Beyer Hall Pool is the site of Cyclone home swimming meets. The facility houses a six-lane, T-shaped, 25-yard competitive pool with an attached diving well. The pool has permanent spectator seating for approximately 800 people. The competitive pool has a variable depth bottom and turbulence reducing gutters. Beyer pool is also equipped with a Colorado electronic timing system and a seven-line scoreboard display. Underwater viewing windows aid the coaching staff with stroke correction and videotape stroke analysis.

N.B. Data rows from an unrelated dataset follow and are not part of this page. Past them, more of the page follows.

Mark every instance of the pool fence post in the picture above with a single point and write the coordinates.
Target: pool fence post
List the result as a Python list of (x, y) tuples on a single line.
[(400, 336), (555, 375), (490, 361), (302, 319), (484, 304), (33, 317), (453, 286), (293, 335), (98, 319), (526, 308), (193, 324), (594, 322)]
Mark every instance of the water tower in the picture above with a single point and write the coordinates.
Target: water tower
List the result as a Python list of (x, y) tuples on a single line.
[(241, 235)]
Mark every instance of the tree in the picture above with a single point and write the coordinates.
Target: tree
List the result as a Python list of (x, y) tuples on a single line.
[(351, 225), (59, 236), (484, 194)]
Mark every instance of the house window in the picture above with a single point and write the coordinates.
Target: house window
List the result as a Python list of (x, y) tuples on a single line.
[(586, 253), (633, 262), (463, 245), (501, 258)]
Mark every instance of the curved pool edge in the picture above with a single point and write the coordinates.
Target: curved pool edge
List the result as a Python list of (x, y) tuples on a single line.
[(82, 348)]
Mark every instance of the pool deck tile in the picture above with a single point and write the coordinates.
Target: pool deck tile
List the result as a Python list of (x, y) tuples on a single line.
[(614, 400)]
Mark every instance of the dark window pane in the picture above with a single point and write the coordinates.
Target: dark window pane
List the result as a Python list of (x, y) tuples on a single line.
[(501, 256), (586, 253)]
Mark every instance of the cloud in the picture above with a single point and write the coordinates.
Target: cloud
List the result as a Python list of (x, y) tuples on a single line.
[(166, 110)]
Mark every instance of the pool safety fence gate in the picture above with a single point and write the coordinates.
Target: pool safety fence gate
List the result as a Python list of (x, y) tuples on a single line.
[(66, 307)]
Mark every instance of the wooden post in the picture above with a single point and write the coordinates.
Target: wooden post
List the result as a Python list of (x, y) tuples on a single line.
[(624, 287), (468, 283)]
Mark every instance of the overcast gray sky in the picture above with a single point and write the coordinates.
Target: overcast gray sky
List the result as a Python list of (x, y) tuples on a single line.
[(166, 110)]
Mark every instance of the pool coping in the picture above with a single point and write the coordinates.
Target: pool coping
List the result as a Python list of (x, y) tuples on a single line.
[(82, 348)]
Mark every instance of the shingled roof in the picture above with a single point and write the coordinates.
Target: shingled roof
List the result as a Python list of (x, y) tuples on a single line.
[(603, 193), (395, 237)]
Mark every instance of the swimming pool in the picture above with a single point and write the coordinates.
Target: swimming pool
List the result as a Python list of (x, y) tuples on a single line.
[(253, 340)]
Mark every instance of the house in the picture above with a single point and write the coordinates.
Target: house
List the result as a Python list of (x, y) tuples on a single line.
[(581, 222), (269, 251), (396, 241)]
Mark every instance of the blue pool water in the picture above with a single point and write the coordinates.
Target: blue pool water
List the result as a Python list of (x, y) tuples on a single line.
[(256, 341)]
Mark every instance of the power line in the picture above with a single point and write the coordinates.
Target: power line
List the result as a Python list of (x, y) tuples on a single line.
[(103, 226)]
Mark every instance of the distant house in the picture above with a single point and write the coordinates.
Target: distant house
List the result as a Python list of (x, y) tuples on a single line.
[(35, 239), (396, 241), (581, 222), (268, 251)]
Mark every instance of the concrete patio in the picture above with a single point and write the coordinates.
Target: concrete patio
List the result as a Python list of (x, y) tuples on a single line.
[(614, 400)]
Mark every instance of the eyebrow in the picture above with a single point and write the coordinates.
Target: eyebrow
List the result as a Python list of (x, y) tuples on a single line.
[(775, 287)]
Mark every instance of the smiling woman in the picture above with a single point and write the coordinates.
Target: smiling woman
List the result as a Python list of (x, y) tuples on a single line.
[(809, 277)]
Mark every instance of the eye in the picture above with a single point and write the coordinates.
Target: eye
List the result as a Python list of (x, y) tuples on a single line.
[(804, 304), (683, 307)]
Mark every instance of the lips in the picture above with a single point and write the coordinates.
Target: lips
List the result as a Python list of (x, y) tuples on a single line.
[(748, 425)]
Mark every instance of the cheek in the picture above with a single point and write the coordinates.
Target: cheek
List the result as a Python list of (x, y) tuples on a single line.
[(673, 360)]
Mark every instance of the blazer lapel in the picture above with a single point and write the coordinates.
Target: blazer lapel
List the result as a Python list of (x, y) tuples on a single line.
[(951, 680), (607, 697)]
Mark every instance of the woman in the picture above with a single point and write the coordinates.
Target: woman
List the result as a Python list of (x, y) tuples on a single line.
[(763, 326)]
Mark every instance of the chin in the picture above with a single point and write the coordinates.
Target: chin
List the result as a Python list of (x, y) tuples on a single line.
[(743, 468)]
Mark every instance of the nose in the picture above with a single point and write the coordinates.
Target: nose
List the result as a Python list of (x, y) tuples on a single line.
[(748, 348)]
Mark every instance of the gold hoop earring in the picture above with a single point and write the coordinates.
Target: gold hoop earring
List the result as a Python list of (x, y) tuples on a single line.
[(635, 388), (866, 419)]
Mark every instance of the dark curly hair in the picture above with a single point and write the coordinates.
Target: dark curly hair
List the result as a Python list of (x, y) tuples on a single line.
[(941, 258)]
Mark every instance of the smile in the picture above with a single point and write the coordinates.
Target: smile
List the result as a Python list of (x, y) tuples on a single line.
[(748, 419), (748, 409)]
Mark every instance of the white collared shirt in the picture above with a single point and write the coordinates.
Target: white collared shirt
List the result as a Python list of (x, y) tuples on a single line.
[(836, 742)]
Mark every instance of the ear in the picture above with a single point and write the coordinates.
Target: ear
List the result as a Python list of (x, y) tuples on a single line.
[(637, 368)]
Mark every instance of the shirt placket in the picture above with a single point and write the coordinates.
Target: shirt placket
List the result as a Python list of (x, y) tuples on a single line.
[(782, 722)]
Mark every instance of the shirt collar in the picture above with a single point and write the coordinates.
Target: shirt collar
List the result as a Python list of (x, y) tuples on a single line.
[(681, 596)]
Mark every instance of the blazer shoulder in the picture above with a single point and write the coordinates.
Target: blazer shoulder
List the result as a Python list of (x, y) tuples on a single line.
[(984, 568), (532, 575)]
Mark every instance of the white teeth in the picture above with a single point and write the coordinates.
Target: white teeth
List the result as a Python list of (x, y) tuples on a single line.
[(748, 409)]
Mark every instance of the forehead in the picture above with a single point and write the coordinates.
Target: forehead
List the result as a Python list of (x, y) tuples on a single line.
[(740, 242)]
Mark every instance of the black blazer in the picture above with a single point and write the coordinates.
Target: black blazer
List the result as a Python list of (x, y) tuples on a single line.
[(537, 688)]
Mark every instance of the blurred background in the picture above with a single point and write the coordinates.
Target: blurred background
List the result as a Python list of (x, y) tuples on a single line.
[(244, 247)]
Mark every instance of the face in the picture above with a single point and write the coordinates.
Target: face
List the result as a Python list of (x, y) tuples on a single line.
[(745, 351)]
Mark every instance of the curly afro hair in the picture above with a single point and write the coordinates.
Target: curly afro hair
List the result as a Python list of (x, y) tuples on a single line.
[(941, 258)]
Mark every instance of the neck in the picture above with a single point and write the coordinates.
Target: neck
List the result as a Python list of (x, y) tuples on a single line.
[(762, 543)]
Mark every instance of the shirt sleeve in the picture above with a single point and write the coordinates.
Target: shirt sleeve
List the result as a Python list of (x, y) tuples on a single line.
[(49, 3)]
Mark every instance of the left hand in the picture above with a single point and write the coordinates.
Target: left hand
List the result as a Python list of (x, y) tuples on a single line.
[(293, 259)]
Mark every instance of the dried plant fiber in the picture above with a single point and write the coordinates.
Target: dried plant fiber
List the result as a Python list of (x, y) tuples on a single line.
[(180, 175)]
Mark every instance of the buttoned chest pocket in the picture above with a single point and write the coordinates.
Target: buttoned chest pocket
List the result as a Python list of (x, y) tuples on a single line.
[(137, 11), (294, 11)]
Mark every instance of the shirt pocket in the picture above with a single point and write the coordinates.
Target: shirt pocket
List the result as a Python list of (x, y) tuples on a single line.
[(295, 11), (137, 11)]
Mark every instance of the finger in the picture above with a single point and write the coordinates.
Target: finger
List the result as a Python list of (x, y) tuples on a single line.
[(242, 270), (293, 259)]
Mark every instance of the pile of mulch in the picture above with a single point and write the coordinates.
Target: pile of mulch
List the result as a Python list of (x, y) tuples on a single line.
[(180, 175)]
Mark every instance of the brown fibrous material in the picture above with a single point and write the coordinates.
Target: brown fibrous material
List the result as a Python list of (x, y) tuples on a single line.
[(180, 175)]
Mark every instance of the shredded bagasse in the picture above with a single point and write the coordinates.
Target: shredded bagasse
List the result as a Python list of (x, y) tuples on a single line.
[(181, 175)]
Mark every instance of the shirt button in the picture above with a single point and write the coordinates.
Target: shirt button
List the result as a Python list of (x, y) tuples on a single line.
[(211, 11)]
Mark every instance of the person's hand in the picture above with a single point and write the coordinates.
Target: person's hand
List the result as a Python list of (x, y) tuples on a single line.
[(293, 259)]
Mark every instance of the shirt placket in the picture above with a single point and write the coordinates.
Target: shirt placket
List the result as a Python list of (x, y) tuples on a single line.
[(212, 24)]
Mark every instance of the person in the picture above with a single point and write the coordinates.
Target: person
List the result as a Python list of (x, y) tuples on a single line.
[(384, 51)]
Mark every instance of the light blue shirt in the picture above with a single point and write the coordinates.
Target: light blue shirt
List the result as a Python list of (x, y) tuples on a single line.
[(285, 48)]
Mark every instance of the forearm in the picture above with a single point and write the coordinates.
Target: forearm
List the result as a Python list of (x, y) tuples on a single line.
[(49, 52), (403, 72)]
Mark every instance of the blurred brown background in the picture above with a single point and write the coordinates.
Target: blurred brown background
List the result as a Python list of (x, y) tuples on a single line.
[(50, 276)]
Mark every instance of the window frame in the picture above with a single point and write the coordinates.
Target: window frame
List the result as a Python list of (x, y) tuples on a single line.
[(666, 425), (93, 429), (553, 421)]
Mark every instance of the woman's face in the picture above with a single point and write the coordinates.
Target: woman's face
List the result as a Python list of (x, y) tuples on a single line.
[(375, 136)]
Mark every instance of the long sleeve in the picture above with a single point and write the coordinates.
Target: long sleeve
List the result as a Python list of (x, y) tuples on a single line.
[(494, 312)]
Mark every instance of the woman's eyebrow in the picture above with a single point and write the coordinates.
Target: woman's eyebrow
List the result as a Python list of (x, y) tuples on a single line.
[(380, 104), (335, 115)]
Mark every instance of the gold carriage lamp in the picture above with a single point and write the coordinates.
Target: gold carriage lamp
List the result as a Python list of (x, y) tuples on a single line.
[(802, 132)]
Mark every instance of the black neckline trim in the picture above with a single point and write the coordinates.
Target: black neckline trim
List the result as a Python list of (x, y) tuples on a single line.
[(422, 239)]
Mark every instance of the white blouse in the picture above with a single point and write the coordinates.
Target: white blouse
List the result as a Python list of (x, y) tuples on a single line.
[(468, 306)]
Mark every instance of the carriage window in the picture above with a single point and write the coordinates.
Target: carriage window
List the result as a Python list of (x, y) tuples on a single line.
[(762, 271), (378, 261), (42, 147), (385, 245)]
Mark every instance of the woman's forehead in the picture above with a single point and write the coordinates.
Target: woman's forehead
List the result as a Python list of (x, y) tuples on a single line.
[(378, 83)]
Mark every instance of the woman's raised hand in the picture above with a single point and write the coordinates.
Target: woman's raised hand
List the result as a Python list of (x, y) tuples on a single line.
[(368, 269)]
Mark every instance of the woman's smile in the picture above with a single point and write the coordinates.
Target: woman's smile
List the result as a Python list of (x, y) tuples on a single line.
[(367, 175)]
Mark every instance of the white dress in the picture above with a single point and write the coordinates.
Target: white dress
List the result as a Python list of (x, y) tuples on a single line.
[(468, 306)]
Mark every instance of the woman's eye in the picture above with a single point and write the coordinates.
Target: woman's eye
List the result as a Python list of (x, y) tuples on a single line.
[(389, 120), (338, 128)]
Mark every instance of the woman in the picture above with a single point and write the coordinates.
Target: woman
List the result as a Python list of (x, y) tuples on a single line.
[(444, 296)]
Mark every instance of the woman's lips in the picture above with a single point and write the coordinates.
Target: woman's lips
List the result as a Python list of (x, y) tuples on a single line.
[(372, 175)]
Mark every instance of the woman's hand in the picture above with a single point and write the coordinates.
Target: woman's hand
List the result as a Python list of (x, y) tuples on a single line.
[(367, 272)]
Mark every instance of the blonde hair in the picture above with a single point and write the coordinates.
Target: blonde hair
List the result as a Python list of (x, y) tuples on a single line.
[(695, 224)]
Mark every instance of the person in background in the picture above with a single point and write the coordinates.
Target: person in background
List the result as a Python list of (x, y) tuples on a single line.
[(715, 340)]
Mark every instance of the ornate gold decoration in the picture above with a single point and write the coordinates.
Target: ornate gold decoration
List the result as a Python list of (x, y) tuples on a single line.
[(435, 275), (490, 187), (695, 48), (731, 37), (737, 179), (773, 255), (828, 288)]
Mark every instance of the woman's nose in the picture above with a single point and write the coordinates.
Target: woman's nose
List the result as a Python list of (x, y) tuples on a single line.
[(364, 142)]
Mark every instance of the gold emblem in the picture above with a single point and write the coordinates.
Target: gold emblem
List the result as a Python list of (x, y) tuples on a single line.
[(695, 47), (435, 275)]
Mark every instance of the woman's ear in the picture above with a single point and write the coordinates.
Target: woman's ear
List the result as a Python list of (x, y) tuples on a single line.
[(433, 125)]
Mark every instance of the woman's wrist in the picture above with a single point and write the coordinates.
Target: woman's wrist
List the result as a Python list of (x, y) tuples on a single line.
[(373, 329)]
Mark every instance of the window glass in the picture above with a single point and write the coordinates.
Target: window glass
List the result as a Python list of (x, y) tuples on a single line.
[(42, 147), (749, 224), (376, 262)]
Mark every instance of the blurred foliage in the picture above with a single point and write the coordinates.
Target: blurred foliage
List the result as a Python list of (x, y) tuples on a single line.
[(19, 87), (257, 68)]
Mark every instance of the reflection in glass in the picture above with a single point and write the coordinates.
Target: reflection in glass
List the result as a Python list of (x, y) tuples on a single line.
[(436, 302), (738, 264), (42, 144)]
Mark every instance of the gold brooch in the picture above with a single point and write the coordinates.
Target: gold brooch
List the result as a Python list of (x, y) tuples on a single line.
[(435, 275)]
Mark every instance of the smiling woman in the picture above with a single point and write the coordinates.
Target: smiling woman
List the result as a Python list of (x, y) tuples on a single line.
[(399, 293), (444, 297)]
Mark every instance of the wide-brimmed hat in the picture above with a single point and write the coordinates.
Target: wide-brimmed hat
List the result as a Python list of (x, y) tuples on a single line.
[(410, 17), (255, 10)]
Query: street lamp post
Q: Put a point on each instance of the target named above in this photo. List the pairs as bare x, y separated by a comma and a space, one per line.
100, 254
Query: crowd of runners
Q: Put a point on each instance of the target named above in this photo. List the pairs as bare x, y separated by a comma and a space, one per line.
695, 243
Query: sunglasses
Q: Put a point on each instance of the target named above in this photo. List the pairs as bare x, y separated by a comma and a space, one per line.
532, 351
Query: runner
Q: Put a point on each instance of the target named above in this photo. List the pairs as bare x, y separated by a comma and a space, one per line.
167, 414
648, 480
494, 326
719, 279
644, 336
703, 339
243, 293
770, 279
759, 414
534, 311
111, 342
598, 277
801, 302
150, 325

Beyer's diving well has two 1-meter diving boards, two 3-meter diving boards and a 5-meter platform. The 5-meter platform and 1-meter diving boards are on concrete stands. The 3-meter boards are on Durafirm stands and all diving boards are Maxiflex model “B” springboards. Next to the diving well are a trampoline and a dry-board that is fully equipped with a spotting rig designed to help divers learn and perfect somersaulting and twisting dives. The pool also has two TIVO video systems that capture dives off each board and platform allowing divers to quickly view the dive they just performed.

Beyer has been the home of the 1962 and 1971 NCAA meets as well as numerous conference championships.